As the forecast was not good we decided to hire a car together and so on the following day we explored this rather lovely island. We visited the south first (with a stop at the local Lidl and Euro-Spar for essential supplies i.e. bacon, pork rum and Greek wine!)The island is famous for it's Mastic a resin extracted from trees and used for making chewing gum among other things. The 'mastic' villages were fortified hill towns and this is where we headed for. We stopped at Pyrgi first to admire the unusual houses elaborately decorated with patterns cut into the whitewashed walls to reveal a layer of dark volcanic sand underneath. Thus creating a stunning geometric series of patterns depicting all sorts of animals, vases, fish etc. Quite amazing when seen in such quantity along all the tiny lanes and alleyways. Next we went to Mesta which has a very large church in it's centre and consists of a series of dark lanes with homes build facing inwards a real maze,
access in and out was only through the 6 'portals' so it was a bit like being inside a castle. From here we drove up the western coast and stopped for lunch in a bay with a tiny fishing harbour and several tavernas (one had been recommended by a couple we had met in the marina - Dennis and Gwen  from Quintet - last seen in el Rompedo SW Spain in 2008!!). From here we cut east through the hills and back to the marina - the roads were small here with hairpin bends and I was glad to arrive back on the flat near to the airport and Chios town. On passing the main harbour we spotted our Dutch friends Rick and Cobi on their boat Chica (from Lagos in 2008 tho' we had seen them last year for my 60th birthday in Marmaris too).
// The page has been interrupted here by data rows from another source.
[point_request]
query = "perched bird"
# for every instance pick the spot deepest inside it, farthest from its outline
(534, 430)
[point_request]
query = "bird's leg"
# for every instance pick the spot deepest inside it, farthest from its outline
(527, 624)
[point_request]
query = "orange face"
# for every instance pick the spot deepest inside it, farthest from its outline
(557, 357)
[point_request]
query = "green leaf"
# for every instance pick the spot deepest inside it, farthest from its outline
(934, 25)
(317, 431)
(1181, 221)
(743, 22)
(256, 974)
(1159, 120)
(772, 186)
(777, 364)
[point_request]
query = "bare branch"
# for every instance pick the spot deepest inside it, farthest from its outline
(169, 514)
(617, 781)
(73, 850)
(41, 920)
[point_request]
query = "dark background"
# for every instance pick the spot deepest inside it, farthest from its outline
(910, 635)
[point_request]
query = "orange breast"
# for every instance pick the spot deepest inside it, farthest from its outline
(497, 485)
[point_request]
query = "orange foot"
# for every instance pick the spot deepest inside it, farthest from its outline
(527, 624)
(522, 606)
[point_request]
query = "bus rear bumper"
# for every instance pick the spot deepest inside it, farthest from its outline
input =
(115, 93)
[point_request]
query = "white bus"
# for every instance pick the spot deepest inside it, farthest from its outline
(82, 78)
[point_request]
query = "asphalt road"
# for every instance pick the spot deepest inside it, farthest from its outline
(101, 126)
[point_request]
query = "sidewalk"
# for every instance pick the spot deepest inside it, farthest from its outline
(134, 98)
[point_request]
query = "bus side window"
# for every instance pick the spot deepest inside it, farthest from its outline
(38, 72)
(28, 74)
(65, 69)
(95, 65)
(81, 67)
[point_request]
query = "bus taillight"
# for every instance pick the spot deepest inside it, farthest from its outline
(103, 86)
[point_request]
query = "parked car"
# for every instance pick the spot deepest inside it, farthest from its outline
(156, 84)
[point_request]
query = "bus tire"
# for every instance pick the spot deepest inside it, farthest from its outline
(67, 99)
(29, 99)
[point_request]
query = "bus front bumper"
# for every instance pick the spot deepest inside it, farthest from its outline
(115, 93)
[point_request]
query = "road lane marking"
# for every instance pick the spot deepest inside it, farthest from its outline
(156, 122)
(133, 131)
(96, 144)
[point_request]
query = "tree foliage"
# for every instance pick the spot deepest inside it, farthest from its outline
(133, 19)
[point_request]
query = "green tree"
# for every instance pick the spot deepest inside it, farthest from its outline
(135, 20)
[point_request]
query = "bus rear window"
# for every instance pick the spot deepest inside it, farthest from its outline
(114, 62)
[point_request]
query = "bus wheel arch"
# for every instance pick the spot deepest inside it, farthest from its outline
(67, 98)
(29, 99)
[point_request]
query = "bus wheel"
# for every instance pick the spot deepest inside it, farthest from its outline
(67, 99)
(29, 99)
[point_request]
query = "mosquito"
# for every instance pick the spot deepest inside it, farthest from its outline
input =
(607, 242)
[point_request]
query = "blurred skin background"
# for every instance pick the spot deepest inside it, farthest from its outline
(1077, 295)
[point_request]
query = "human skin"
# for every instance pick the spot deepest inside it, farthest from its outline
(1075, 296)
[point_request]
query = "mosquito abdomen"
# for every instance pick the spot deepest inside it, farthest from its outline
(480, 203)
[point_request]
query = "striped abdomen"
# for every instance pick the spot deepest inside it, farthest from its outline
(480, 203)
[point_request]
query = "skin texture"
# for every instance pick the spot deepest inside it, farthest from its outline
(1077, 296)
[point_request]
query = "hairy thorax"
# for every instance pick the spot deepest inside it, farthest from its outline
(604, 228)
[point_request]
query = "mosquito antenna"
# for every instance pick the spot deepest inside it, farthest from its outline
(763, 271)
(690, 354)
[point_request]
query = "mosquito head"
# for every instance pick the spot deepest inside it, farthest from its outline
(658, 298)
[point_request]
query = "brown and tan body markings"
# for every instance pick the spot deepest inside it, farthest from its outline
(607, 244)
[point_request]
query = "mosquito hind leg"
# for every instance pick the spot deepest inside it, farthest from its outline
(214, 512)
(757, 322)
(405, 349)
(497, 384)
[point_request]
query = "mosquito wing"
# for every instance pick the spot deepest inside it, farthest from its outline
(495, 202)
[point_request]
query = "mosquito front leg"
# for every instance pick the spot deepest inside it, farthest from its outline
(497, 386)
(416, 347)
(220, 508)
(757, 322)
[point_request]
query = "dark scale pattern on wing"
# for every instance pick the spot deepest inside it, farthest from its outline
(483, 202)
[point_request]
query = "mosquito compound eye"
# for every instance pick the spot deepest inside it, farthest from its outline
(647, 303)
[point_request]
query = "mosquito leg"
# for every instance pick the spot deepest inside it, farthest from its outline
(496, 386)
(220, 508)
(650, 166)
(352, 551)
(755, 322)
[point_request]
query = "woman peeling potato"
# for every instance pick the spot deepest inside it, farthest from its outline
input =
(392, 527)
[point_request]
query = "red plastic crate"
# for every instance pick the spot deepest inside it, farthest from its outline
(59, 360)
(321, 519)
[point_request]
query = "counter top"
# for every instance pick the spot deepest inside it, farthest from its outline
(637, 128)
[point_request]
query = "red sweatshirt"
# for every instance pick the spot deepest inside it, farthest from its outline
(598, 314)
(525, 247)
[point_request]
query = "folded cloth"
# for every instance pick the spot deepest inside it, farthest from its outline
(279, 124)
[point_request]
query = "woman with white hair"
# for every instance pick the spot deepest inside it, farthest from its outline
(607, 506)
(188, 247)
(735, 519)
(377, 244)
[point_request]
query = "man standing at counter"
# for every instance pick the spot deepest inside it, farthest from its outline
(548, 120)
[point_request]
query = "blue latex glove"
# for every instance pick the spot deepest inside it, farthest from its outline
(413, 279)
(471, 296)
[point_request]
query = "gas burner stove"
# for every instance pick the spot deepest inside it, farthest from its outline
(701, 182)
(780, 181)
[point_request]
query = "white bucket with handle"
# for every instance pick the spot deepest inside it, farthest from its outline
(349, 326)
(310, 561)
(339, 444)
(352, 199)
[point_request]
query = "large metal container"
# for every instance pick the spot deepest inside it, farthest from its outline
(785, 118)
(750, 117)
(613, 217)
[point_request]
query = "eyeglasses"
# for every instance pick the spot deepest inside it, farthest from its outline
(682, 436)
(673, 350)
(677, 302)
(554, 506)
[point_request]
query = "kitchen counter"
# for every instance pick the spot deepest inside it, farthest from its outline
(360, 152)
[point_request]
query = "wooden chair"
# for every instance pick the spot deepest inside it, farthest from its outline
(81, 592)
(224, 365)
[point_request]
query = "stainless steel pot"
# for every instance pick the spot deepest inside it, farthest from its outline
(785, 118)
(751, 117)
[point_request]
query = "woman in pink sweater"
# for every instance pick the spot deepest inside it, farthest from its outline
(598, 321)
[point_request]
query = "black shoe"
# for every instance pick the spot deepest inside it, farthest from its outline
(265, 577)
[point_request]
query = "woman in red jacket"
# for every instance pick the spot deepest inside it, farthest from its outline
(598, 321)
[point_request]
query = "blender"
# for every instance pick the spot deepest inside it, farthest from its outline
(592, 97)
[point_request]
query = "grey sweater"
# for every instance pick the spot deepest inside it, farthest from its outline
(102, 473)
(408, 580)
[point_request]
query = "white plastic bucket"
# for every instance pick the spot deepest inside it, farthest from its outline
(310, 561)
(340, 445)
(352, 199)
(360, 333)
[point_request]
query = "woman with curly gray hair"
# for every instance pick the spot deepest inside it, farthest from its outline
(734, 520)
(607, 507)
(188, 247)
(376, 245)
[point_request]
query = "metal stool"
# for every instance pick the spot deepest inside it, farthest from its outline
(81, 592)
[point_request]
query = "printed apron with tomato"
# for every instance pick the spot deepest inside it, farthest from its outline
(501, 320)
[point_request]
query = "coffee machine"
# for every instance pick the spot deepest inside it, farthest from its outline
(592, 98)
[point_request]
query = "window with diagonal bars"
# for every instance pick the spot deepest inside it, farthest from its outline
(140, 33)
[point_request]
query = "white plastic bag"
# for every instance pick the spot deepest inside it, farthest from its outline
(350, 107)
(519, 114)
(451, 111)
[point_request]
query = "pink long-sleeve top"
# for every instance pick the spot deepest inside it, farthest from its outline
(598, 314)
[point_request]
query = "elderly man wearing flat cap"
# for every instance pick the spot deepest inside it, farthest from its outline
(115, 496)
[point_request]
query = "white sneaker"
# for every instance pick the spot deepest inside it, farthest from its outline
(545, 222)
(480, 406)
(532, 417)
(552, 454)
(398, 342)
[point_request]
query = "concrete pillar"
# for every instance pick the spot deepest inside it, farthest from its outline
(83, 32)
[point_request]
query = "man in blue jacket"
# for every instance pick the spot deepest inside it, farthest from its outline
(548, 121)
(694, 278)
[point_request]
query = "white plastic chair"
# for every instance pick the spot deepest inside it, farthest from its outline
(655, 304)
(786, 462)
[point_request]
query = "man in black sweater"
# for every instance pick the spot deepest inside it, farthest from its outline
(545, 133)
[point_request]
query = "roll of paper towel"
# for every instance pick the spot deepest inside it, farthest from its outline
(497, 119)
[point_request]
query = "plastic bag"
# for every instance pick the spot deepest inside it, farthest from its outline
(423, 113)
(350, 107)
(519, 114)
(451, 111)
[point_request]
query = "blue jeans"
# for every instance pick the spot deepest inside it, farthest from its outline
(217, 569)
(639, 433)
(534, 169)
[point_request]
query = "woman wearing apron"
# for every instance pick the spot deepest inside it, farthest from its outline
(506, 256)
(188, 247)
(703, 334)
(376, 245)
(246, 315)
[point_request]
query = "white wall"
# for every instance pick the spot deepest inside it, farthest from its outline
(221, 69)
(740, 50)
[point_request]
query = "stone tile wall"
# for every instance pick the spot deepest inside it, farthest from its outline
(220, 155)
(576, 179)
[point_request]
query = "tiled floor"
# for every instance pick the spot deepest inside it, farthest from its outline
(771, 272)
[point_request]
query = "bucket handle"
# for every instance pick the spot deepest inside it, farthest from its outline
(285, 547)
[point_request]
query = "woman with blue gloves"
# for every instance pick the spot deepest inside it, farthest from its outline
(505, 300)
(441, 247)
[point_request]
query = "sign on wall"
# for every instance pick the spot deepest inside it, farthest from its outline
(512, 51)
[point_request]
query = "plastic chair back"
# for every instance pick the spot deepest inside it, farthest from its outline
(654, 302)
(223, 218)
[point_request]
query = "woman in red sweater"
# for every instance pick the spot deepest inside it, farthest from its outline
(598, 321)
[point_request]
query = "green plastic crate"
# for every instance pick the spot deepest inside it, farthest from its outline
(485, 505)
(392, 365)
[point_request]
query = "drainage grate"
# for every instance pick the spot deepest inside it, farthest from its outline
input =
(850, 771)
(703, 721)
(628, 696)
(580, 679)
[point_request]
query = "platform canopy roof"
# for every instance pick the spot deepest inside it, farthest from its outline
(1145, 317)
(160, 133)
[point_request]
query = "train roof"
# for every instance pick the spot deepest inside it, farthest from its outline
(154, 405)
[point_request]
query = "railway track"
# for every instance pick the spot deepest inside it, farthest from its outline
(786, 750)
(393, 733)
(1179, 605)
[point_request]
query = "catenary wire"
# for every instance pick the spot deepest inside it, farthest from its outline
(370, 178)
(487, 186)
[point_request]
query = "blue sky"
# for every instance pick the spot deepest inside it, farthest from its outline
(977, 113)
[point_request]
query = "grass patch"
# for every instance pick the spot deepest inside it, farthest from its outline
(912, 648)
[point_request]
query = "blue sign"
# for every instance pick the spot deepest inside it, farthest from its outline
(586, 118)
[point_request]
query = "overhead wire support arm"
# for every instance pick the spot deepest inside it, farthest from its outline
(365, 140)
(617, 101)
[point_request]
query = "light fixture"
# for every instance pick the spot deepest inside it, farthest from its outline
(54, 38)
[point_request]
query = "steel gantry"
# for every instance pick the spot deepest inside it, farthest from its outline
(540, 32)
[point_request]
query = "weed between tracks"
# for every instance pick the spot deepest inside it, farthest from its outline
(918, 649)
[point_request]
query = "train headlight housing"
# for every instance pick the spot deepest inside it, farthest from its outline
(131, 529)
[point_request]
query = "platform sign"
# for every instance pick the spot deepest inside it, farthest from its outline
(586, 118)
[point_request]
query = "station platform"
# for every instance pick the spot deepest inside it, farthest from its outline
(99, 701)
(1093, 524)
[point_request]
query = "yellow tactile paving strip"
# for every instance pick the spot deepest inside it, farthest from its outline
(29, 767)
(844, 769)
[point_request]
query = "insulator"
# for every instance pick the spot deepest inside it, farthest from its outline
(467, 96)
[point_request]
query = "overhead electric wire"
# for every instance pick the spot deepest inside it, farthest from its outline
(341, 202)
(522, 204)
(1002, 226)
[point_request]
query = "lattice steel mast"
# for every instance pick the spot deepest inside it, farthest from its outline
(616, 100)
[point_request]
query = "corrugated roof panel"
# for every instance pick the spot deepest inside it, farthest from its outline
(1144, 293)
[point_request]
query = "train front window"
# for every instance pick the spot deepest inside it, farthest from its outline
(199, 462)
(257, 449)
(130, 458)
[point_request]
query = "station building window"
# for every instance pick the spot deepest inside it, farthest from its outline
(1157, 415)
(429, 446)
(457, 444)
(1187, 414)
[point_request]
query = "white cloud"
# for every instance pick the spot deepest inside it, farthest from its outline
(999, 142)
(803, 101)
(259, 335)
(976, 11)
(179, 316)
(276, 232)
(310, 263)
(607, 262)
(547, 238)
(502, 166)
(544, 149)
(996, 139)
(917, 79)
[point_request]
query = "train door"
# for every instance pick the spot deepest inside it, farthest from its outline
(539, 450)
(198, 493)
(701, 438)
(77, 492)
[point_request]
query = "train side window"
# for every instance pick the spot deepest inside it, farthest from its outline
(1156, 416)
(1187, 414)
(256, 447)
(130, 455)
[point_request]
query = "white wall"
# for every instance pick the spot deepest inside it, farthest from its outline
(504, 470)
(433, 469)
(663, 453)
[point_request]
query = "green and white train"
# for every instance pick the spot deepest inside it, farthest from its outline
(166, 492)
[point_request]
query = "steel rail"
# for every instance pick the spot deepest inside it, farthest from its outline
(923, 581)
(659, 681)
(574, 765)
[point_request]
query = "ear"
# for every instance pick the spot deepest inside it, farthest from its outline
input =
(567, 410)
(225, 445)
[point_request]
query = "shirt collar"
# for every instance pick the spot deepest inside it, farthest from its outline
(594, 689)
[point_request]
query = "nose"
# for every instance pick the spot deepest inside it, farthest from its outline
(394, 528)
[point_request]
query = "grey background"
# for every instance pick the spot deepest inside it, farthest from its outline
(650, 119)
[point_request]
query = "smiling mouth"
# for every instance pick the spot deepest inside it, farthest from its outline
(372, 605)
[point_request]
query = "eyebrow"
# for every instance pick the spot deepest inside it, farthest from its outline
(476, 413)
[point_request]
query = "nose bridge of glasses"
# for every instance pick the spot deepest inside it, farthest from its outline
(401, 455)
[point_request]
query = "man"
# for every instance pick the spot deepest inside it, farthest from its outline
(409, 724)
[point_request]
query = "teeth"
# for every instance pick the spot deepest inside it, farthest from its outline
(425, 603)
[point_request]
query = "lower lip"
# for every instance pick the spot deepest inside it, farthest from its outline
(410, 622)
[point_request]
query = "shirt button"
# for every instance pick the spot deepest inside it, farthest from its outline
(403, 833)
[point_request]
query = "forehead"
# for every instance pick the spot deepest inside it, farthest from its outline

We parked up and spent a hour chatting on board before taking our leave as an early start was on the cards the following morning.
The following day we left the marina at 0600 and headed north with an increasing wind on the nose the journey was pretty grim and we finally decided to give in and turned back to find shelter when we were experiencing 30 knots of wind!
We chose a bay which provided reasonable shelter and there we stayed for two days. The first night was pretty disturbed as we had not proved the anchorage so we did watches all night and neither of us had much sleep. The following day the wind continued to howl ad gust on and off so we stayed put and set off again on the 13th of May for Ayvalik marina. The first two hours were hard work beating into a disturbed sea but once round the main headland we were able to tack and made a quick passage achieving speeds in excess of 7 knots with a reefed main and 3/4 jib - glorious! and the sun was shining too.
We only stayed one night in Ayvalik - the marina was good but expensive - I explored the town which was fascinating - definitely a proper town with no tourist tac! I even managed to arrange for a Haman and massage at a nearby hotel while Rob took his afternoon sleep. My back really needed the massage after all the winching done over the previous few days sailing.
During our journey north we have been in constant touch with our friends June and Steve on board Piper who had left Fetheye the day before we arrived and managed to keep ahead of us despite our best efforts to catch them up!
However by the time we left Ayvalik we were really close and it looks like we will finally be re-united tonight in Lapseki a small harbour near the northern end of the Dardanelles. Supper on board their boat was just the incentive we needed to push on against this very strong current.
So we will finally get into the sea of Marmara tomorrow we hope and then it's only 200 miles to Istanbul!